Two-factor authentication introduces another step in the login process. You still enter your username and password, then you’re asked to enter a code that is sent to your mobile device or authentication app. This thwarts automated Brute Force attacks designed to crack your username and password combination.
GoDaddy, for example, provides two-factor authentication as an option for all its user accounts. WordPress users can add this extra layer of security to their websites with plugins like Two Factor Authentication.
5. Keep all software up-to-date
Ensuring all software you use for your website — including your Content Management System — is up-to-date and running on the latest version is one of the easiest ways to protect your site from attack.
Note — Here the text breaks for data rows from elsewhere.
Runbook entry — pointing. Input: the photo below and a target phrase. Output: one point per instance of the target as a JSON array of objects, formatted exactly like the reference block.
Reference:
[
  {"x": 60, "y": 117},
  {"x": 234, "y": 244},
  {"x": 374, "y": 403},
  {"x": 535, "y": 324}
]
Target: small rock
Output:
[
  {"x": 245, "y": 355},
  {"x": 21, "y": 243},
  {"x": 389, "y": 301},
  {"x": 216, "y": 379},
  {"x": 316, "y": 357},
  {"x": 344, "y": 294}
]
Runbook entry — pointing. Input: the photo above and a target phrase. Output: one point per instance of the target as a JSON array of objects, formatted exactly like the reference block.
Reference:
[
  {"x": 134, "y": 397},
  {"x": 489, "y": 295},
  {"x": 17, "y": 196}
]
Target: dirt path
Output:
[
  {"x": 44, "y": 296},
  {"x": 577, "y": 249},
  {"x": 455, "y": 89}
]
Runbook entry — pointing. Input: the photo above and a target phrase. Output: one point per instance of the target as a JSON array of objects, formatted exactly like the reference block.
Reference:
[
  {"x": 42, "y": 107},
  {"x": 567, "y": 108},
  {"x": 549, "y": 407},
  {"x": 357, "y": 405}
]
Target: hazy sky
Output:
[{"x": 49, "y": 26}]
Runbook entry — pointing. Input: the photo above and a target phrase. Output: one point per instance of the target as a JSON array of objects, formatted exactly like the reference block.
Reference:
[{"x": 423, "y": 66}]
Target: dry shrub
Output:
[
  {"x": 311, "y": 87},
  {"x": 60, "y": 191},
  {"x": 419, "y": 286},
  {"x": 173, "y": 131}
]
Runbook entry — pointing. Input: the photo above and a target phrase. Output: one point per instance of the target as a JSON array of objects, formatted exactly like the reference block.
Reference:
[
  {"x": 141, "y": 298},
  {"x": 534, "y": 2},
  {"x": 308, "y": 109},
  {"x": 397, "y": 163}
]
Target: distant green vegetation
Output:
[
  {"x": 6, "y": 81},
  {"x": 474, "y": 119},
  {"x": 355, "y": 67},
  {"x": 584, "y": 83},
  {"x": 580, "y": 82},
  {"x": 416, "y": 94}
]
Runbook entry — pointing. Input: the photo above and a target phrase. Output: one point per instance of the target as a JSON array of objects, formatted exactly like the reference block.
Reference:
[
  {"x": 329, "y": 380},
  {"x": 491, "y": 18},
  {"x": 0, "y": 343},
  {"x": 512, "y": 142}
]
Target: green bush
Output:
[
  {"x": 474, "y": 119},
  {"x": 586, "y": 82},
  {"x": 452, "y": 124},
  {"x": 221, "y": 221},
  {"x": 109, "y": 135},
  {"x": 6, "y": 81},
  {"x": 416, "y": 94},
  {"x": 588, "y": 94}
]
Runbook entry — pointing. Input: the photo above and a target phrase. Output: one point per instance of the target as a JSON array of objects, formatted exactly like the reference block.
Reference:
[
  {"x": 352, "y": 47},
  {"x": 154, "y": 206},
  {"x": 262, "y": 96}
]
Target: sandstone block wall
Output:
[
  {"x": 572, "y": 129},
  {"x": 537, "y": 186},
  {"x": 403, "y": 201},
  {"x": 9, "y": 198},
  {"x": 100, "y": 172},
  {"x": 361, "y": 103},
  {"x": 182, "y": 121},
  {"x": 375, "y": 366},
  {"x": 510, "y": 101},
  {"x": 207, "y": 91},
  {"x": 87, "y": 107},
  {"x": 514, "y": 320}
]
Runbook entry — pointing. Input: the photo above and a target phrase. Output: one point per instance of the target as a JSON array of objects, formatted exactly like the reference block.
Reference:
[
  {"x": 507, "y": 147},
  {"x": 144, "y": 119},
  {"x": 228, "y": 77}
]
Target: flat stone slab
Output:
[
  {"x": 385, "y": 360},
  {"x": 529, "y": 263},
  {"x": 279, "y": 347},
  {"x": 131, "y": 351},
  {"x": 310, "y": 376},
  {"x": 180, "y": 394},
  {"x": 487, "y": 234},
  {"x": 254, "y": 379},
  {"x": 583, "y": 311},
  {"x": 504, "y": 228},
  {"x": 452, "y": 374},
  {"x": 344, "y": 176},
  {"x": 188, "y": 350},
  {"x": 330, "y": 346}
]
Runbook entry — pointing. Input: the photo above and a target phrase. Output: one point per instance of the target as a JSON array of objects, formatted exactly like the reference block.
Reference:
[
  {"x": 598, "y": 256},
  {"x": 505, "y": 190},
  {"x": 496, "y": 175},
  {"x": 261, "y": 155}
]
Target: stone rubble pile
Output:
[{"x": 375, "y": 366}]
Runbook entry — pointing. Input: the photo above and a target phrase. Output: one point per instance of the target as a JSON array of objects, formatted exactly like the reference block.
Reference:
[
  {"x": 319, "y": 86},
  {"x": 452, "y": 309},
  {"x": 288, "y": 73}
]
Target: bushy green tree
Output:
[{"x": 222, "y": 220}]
Only download and use software (such as WordPress plugins and themes) from credible, reputable sources, such as premium providers. While it might be tempting to use free software, sometimes dodgy developers insert malicious code, which would compromise your site.
Lastly, only keep software on your site that you’re actually using. The more unused software you have, the higher the risk of getting hacked. So review your site regularly to ensure it’s lean and running on essential software.
Website security is your responsibility
Like filing tax returns or submitting business activity statements, digital security is another important facet of running a business that SMBs need to prioritise. It’s not something you can simply put in the too-hard basket — not when 20 percent of Australian SMBs have already suffered a cybercrime event. Businesses are spending literally thousands of dollars each year cleaning up after hackers who penetrate their sites.
Hopefully, the tips above have given you a basic understanding of website security. If you’re new to securing your website, start small and keep building. Update your password with a strong one, and then move on to the next tip you feel you can tackle. If you feel out of your depth, get in touch with your web host for advice. It’s far better to be proactive than wait for a hacker’s attack.